The QWF annually awards prizes across several literary genres to English-language writers from Quebec. Prizes are awarded for translation, poetry, debut book, nonfiction, fiction and middle grade/YA. Each winner will receive $3,000.
Kellough won the Paragraph Hugh MacLennan Prize for Fiction for Dominoes at the Crossroads.
Dominoes at the Crossroads is a short story collection that explores Canada's Caribbean diaspora as they seek music and a connection to their past. It was also longlisted for the 2020 Scotiabank Giller Prize.
Kellough is also the author of the poetry collection Magnetic Equator, which won the 2020 Griffin Poetry Prize.
Grescoe won the Mavis Gallant Prize for Nonfiction for Possess the Air: Love, Heroism, and the Battle for the Soul of Mussolini's Rome.

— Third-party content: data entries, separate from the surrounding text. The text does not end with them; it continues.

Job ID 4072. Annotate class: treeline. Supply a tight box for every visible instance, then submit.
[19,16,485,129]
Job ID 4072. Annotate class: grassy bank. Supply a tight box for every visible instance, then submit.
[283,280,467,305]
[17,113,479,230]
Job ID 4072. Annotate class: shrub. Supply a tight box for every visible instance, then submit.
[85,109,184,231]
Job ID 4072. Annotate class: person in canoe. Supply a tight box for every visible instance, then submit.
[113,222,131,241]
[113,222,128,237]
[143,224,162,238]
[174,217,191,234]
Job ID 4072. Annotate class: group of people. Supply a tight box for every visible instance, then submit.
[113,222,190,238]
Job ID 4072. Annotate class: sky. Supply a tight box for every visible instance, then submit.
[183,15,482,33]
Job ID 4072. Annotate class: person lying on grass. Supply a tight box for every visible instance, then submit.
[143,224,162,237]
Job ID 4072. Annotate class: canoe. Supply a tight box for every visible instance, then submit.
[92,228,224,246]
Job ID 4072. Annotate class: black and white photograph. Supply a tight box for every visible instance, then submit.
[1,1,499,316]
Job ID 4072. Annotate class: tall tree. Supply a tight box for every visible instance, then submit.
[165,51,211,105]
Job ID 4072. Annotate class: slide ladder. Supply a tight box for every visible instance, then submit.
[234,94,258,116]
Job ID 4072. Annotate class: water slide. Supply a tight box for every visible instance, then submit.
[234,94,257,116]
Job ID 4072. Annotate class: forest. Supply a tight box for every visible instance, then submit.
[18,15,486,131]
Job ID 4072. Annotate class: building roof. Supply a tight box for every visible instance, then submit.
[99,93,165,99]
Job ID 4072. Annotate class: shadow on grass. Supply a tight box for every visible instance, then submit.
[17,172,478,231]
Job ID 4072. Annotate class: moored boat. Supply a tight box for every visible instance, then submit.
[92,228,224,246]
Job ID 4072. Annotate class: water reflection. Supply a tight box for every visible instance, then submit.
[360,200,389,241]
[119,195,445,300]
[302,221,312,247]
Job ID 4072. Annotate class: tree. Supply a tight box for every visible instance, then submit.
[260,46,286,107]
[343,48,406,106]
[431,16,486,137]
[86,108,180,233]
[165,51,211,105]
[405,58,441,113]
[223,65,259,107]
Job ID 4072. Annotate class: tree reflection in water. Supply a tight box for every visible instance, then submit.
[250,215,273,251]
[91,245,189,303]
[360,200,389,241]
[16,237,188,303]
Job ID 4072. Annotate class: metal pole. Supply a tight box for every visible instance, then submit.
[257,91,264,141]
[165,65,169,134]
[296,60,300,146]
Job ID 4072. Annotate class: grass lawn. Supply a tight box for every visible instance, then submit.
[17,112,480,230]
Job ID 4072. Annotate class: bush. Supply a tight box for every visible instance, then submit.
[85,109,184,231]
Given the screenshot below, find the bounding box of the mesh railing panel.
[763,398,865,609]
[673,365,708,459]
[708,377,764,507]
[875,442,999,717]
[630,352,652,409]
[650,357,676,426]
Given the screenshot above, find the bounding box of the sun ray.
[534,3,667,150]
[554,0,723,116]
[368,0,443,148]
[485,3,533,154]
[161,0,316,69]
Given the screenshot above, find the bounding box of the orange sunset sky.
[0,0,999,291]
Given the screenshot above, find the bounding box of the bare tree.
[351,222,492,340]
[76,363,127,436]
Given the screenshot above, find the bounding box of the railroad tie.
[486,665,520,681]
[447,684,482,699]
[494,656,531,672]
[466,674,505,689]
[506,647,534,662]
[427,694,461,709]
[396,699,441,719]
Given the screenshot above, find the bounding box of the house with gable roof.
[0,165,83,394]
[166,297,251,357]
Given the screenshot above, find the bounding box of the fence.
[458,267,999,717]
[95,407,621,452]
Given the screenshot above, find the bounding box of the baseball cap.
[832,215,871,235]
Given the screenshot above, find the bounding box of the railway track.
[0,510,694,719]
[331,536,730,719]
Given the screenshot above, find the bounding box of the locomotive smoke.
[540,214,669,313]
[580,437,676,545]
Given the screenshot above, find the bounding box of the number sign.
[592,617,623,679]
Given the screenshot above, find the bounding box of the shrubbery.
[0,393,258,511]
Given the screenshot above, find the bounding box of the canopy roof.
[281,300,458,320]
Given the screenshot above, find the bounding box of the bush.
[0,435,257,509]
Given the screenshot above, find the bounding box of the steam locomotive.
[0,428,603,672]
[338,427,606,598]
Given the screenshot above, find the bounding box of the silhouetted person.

Possess the Air is a look at freedom fighters in Rome who fought against the regime of Italian dictator Benito Mussolini. It explores the nationalism, fear-mongering and xenophobia that arises in a totalitarian state.
Grescoe is a journalist and nonfiction writer from Montreal. His other books include Bottomfeeder, Sacré Blues, The End of Elsewhere and Straphanger.
Marie-Louise Gay won the prize for children's and young adult literature for The Three Brothers, a picture book that features three siblings who set off on an adventure to discover wild animals within their changing world.
Gay is a prolific picture book creator who has published more than 20 books. In 2005, she received the Vicky Metcalf Award for literature for young people, which recognizes a children's book author for their complete body of work.
Madelaine Caritas Longman won the Concordia University First Book Prize for the poetry collection The Danger Model.
Sarah Wolfson won the A.M. Klein Prize for poetry for the collection A Common Name for Everything.
Mishka Lavigne won the QWF Prize for Playwriting for Albumen.
Alexei Perry Cox won the 3Macs carte blanche Prize for It's a Slow Ride. The $350 prize recognizes a Quebec writer for their outstanding submission to carte blanche, QWF's online literary journal.
Jan Jorgensen, an activist who also organizes the The Lawn Chair Soirée reading series, received the Judy Mappin Community Award. The prize recognizes a person who has contributed to the advancement of Quebec's English-language literary community.